Szli krzycząc: Polska!
Rzeczpospolita Polska jest dobrem wspólnym wszystkich obywateli – tak stanowi artykuł pierwszy Konstytucji R.P. Mam silne podejrzenie, graniczące z pewnością, że rozmaici aktywiści, tytułujący się „obrońcami Konstytucji” dawno o tym zapomnieli albo nie chcą pamiętać…
Byłem jednym z uczestników Zgromadzenia Narodowego, które 2 kwietnia 1997 uchwaliło obecnie obowiązującą Konstytucję R.P. Nie jest idealna, ale dopóki obowiązuje należy jej przestrzegać. Niestety tzw. „obrońcy demokracji” stosują ją nadzwyczaj wybiórczo, usiłując używać jako pałki do bieżącej walki politycznej.

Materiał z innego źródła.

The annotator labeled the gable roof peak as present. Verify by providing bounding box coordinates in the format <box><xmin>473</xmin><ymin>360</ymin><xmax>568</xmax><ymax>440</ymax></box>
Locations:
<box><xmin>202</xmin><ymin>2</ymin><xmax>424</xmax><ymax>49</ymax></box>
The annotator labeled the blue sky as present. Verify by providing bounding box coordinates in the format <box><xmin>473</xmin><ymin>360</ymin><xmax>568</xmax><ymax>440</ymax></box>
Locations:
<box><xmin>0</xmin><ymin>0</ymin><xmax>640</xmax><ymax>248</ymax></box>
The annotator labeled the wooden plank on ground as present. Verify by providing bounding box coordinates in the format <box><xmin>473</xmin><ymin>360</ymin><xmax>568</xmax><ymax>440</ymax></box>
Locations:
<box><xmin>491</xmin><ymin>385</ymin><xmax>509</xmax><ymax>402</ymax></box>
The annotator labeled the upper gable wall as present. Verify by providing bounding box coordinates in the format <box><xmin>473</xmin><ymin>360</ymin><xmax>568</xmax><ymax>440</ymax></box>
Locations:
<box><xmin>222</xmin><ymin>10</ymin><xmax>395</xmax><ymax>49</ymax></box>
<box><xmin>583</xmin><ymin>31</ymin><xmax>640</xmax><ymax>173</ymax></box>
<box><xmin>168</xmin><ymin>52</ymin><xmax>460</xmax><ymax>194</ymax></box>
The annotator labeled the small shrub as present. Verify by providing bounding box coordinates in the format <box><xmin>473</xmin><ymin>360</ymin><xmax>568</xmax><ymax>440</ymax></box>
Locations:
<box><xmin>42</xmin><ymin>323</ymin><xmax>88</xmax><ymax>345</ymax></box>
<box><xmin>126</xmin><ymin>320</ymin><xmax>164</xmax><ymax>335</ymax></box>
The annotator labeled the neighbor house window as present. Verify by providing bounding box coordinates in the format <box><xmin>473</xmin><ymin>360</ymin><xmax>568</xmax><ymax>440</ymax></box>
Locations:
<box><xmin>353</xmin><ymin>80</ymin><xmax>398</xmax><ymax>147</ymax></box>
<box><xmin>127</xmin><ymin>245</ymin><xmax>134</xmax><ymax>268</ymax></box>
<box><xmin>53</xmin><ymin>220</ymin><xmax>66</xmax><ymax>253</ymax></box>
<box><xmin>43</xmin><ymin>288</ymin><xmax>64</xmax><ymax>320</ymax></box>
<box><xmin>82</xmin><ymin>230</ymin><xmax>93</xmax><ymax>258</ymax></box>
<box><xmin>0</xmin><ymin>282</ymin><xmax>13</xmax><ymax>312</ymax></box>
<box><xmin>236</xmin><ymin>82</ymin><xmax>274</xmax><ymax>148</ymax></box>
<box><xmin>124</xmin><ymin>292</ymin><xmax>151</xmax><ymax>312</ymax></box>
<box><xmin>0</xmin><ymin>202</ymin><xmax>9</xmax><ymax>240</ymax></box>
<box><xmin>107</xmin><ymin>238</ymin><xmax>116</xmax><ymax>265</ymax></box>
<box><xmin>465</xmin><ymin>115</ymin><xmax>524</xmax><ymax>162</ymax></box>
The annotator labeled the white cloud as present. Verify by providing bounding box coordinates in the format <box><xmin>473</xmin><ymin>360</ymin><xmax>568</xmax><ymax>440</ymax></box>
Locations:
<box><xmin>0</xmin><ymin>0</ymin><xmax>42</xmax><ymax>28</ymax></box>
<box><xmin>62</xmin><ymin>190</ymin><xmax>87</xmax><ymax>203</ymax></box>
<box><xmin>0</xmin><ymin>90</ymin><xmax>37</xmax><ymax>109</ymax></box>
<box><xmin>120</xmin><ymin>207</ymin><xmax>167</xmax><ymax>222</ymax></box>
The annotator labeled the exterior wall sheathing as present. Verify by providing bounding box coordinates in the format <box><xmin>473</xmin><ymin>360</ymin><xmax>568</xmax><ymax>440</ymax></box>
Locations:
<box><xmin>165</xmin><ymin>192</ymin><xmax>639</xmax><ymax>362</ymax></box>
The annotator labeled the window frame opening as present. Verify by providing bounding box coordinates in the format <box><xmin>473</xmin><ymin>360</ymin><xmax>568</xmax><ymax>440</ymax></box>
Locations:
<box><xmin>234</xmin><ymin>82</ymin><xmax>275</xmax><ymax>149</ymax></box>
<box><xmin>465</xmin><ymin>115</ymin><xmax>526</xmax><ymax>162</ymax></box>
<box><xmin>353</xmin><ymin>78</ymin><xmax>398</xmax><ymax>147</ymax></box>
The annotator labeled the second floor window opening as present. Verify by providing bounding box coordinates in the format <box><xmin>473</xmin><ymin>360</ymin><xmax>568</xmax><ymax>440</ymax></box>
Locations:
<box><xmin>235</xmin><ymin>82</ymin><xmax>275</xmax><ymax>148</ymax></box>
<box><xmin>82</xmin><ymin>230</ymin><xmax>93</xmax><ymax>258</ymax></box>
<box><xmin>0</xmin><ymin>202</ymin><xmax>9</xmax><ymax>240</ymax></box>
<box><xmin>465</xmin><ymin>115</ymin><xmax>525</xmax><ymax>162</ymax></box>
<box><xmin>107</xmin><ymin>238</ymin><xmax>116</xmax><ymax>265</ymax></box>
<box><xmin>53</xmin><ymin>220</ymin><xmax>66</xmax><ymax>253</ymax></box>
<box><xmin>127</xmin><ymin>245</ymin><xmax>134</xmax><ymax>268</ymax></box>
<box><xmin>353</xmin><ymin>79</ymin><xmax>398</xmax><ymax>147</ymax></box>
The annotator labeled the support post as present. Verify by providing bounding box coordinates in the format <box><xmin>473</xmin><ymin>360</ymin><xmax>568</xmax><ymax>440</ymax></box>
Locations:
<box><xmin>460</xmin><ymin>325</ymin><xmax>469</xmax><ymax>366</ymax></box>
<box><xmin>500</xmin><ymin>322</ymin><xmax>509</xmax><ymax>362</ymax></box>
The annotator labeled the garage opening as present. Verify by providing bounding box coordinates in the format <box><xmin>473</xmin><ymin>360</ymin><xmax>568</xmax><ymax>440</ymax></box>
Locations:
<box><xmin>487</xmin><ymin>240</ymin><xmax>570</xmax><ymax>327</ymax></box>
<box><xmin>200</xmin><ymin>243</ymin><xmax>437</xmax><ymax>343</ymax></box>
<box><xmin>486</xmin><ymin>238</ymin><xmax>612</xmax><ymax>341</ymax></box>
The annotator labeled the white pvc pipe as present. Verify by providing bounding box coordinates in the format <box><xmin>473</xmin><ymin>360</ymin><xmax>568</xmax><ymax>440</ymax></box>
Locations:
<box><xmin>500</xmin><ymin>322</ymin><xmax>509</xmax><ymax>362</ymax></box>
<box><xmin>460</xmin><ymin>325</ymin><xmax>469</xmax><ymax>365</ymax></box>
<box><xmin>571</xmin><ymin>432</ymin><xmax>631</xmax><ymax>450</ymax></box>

Przed nami wybory prezydenckie. Zgodnie z art. 126 Konstytucji Prezydent Rzeczypospolitej Polskiej jest najwyższym przedstawicielem Rzeczypospolitej Polskiej i gwarantem ciągłosci władzy państwowej. Kandydata na ten urząd musimy wybrać najpóźniej 75 dni przed końcem kadencji obecnego prezydenta, która upływa 6 sierpnia 2020. Termin wyborów wyznaczono na 10 maja br. Teoretycznie wybory mogłyby się odbyć nawet w sobotę 23 maja, ale zgodnie z Konstytucją musiałaby być ona dniem wolnym od pracy.
Wyborcze zamieszanie
Przyczyna wyborczego zamieszania jest jedna i oczywista dla zdecydowanej większości Polaków. Żałosne wyniki sondaży dla „najpoważniejszej” kandydatki Platformy Obywatelskiej. Lider tej partii Borys Budka łudzi się, że przełożenie daty wyborów poprawi szanse Małgorzaty Kidawy-Błońskiej, albo pozwoli wystawić innego kandydata. Kłamstwem są opowieści o „zabójczych kopertach” oraz rzekomej niemożliwości przeprowadzenia wyborów „tradycyjnie”, ale z zachowaniem wymogów sanitarnych (maseczki, rękawiczki, odstępy).
Platforma Obywatelska wciąż nie zrozumiała, dlaczego przegrała, przegrywa i będzie przegrywać wybory. Wciąż nie rozumie, że aby wygrać musi przekonać Polaków. Nie unijnych polityków, dziennikarzy, Komisję Europejską czy unijne Trybunały. Suwerenem w Polsce są Polacy, jeśli jakakolwiek partia chce wygrać wybory – musi przekonać do siebie wyborców.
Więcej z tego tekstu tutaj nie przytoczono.